In February of 2012, Macz and her group were allowed to look in mass graves used to bury the disappeared close to the military center after many efforts from the forensic anthropologists who participated in the searches with them.
“My brother was face down with a noose made from a military shirt around his neck,” Macz said.
In 2015, she was given the body—which she buried fulfilling a promise she’d made to her parents—before they passed. Macz said she wasn’t counting on the presence of many people at her brother’s funeral service, due to the fear the military-installed. To her surprise, at least 200 people showed up.
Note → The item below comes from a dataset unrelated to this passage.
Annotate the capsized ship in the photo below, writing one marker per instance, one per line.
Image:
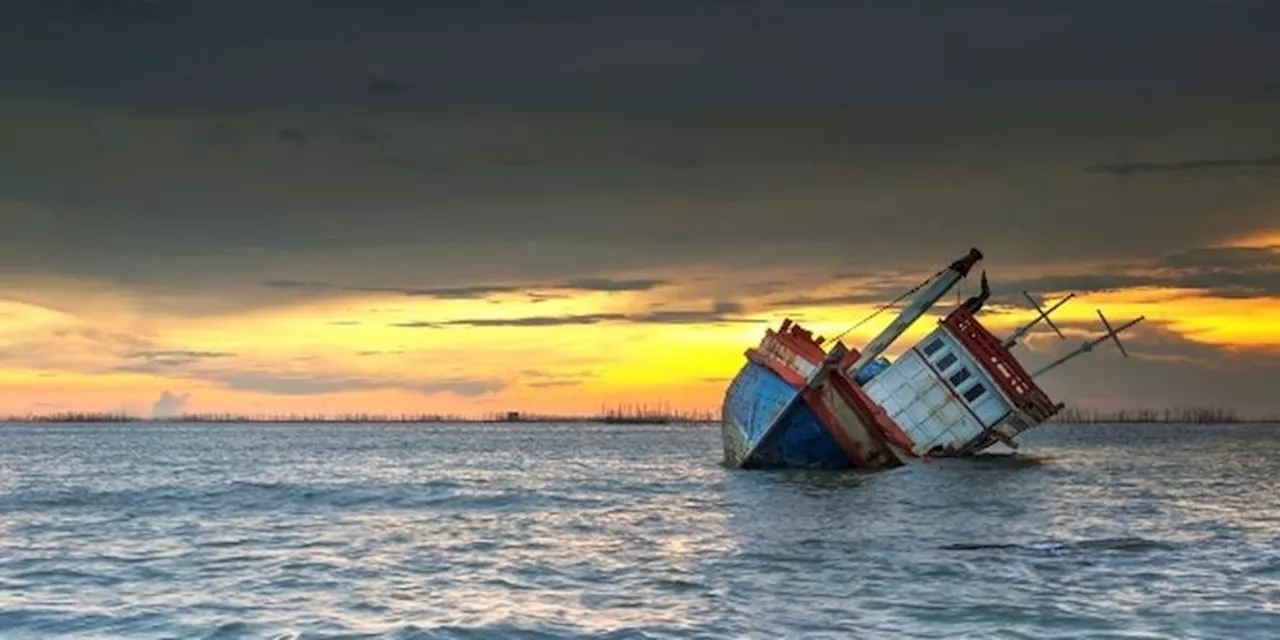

Macz mentioned finally having a place to put flowers, including for Dia de Los Muertos (Day of The Dead).
“Following a season of solidarity with each other the reports about sexual abuses against women, abuses against families who had members detained/disappeared initiated,” Tuyuc said. “We have the right to look for families, we have the right to demand justice and the right also to beat that fear which stayed behind after 36 years of militarization.”